On Sunday, February 16, 2014, Craig Weinberg <whatsons...@gmail.com> wrote:

>
>
> On Sunday, February 16, 2014 4:45:13 AM UTC-5, stathisp wrote:
>>
>>
>>
>> On Sunday, February 16, 2014, Craig Weinberg <whats...@gmail.com> wrote:
>>
>>>
>>>
>>> On Saturday, February 15, 2014 10:49:56 PM UTC-5, stathisp wrote:
>>>>
>>>> On 16 February 2014 01:32, Craig Weinberg <whats...@gmail.com> wrote:
>>>>
>>>> > No, the copy of the experience has no belief or experience at all.
>>>> The
>>>> > reflection of the fire doesn't burn anything.
>>>>
>>>> Are you saying that the copy will be dead?
>>>
>>>
>>> I'm saying that the copy was never alive to begin with.
>>>
>>>
>>>> A pathologist would examine
>>>> it and declare that it cannot possibly be dead, everything is normal.
>>>> It not only looks like Craig, it also has skin, bones, internal
>>>> organs, blood, the histological structure of the organs is all normal,
>>>> biochemical analysis is normal, everything is normal.
>>>
>>>
>>> You are assuming that is possible, but it isn't. All you can do is clone
>>> me, which is no better than a twin brother as far as being a copy. No other
>>> kind of reproduction will work, any more than a flame could be made out of
>>> pixels.
>>>
>>>
>>>> If it's all
>>>> normal by every objective test but it is dead, that would be a
>>>> miracle.
>>>>
>>>
>>> It won't be normal by every objective test. You keep thinking of a
>>> zombie, but I am talking about a doll. There are no zombies, just as there
>>> is no way to turn lead into gold by a chemical transformation.
>>>
>>
>> I'm proposing that all the atoms will be in place, put there by a
>> futuristic version of a 3D printer.
>>
>
> I understand, but I am saying that is not possible.
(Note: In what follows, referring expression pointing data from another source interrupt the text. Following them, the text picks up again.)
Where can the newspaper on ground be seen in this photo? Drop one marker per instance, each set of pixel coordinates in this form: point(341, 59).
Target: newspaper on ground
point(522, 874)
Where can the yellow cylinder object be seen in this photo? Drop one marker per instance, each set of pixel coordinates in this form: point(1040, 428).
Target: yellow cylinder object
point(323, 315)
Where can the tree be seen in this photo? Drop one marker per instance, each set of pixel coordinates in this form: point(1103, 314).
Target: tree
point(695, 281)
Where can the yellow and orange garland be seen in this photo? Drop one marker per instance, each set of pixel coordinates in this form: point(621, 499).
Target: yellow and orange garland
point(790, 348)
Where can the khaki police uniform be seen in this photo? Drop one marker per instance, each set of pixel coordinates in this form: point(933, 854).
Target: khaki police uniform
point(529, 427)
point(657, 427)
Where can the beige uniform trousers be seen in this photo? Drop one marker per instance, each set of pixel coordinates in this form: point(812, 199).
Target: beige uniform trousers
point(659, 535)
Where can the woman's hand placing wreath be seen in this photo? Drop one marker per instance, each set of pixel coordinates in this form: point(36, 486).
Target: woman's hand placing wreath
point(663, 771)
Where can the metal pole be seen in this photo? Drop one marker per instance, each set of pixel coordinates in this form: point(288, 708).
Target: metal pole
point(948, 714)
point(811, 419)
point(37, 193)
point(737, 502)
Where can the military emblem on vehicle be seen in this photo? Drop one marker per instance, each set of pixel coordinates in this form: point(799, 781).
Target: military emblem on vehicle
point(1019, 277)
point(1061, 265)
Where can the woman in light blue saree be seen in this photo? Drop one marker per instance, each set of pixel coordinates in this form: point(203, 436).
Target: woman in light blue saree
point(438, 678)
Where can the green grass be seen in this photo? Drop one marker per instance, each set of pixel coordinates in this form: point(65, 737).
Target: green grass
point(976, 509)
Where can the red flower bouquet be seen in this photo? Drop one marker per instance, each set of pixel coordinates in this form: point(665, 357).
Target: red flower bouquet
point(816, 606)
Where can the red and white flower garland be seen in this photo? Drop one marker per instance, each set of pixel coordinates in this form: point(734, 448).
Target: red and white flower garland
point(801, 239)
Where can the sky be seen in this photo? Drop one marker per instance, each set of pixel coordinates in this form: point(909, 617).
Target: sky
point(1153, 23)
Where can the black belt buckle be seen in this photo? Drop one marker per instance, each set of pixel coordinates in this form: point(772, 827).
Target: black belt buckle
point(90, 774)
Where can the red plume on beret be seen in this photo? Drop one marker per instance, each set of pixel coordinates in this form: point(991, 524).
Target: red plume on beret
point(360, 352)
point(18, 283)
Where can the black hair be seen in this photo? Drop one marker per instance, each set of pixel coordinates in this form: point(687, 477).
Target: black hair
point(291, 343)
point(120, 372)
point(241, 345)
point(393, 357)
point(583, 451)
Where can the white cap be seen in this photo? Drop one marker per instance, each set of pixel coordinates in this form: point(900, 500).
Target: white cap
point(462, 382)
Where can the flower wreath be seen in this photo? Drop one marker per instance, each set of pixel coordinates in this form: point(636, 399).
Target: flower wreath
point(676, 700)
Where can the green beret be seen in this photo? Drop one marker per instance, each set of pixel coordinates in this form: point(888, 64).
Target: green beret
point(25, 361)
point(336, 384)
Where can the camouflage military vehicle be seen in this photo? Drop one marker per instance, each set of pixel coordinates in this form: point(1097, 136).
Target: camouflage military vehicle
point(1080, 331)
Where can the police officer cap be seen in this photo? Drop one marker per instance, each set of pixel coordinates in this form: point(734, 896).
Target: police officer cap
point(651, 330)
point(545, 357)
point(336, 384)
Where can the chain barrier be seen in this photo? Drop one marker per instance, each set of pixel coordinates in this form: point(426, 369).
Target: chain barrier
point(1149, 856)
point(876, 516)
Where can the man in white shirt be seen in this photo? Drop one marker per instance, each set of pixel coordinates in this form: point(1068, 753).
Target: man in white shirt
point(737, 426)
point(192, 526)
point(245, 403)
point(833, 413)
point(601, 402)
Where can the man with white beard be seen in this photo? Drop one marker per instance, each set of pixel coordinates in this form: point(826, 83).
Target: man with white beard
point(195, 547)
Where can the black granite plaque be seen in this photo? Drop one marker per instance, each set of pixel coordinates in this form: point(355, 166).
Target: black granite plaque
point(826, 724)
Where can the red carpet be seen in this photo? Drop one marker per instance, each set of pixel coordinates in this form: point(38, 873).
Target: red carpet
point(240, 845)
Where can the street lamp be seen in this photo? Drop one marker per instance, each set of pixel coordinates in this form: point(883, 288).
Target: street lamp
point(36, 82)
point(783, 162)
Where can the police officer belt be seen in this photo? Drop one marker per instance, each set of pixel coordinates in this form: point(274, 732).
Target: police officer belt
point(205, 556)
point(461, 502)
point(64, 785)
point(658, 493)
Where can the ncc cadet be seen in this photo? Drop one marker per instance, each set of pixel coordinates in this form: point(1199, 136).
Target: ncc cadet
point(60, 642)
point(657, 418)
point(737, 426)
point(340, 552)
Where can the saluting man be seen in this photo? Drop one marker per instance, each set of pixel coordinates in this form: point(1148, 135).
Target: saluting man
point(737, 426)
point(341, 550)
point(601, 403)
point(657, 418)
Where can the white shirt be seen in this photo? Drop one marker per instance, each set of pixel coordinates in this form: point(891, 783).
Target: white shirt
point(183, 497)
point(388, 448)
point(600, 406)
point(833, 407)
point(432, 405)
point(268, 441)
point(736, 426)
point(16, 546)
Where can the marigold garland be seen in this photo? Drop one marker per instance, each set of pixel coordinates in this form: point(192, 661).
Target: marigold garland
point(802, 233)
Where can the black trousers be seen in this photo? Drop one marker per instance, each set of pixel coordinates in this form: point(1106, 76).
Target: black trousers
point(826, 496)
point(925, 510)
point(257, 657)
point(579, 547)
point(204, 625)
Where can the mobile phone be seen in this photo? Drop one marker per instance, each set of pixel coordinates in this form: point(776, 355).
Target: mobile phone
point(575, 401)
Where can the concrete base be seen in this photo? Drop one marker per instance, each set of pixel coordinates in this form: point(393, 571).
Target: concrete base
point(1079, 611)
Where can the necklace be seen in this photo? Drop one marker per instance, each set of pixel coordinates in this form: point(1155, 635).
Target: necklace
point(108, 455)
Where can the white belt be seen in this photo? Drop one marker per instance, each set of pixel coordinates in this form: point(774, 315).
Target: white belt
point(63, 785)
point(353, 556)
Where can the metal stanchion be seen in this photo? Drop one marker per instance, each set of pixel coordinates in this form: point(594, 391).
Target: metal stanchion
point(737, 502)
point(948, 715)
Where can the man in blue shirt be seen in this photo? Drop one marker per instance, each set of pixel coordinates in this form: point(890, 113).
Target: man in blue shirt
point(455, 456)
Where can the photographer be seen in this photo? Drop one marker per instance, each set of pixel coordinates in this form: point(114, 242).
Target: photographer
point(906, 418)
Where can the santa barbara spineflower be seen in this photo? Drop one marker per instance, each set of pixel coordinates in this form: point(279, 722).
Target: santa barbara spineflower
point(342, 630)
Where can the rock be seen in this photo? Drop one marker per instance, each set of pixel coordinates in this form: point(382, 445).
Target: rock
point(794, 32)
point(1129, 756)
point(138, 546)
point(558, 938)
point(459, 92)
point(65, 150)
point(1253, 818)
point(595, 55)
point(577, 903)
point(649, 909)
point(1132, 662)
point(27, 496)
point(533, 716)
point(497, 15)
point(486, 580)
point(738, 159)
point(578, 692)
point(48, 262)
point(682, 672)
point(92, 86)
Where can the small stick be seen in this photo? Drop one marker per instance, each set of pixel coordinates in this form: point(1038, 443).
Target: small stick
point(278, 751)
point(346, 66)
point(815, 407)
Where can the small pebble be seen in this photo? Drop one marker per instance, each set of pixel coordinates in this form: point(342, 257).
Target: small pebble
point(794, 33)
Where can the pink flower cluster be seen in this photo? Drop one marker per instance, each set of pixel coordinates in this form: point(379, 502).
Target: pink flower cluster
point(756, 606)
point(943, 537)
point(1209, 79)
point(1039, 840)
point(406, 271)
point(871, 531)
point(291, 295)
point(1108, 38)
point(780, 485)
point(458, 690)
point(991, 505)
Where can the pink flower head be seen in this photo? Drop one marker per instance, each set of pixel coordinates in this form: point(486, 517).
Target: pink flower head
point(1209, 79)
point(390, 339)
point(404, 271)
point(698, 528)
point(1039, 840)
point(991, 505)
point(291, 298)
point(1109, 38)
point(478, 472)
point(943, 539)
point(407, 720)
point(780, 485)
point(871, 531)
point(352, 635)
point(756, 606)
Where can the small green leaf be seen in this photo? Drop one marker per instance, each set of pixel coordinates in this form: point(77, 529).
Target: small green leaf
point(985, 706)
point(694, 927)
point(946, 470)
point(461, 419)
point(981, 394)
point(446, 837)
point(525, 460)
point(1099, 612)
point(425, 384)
Atoms do not literally
> occupy 'places', it is only impressions of atoms which appear to occupy
> relative places within a sense modality. If you try to copy a living cell,
> you won't get an exact copy, you'll just get another living cell (if you're
> lucky).
>
>
>> Any analysis will then show that this is a normal human with healthy
>> organs.
>>
>
> It would, in a universe where it was possible to literally copy physical
> presence, but it is not possible in this universe. Copying is a concept
> that relies on our failure to detect differences from our perceptual
> vantage point. There are no actual copies of physical events, and a human
> lifetime is a single, irreducible physical event (within its own frame of
> reference).
>

I'm not sure what you think I mean by "copy" but what I actually mean is
that it is physically similar to the original, in the same way that a new
black 32GB Google Nexus 5 phone is physically similar to every other such
phone. They are not literally "the same phone" as they are physically
distinct, and if you did very precise measurements you would find that they
differ in multiple small ways, but if they came out of the factory within
engineering tolerance they are close enough to be shipped to customers as
"black 32GB Google Nexus 5".


> A pathologist doing an autopsy of a cadaver finds at least some evidence
>> of tissue damage consistent with death even if the cause of death is
>> undetermined, but in this case he will find nothing wrong. Are you claiming
>> that, nonenetheless, the 3D printed copy will be as lifeless as a cadaver?
>>
>
> I doubt that a 3D printed copy of a fully developed body will ever live. A
> 3D clone of DNA grown in vitro will live, but it will of course have a
> separate life and be a separate person, just as all identical twins, even
> brain-conjoined identical twins are separate people. If there were some way
> to copy a fully developed body so that it lived, it would still not be a
> copy of the original, but just a new original that reminds us of the copy
> from the outside perspective.
>
> Craig
>

If the copy were not alive then as I said a pathologist would find some
deficit in it, which would indicate a technical problem with the copying
process. For example, it may be that its heart does not beat because, on
close analysis, there is a structural problem with the myosin in the
cardiac cells. To fix this would require an adjustment to the 3D printer.
I'm spelling this out but usually in philosophical discussions it's assumed
mere technical issues are solved. Or do you think there is some other
ingredient that arbitrarily precise molecular assembly can never capture?
If so, how would you explain the mystery of a body with apparently
perfectly healthy tissues that is dead?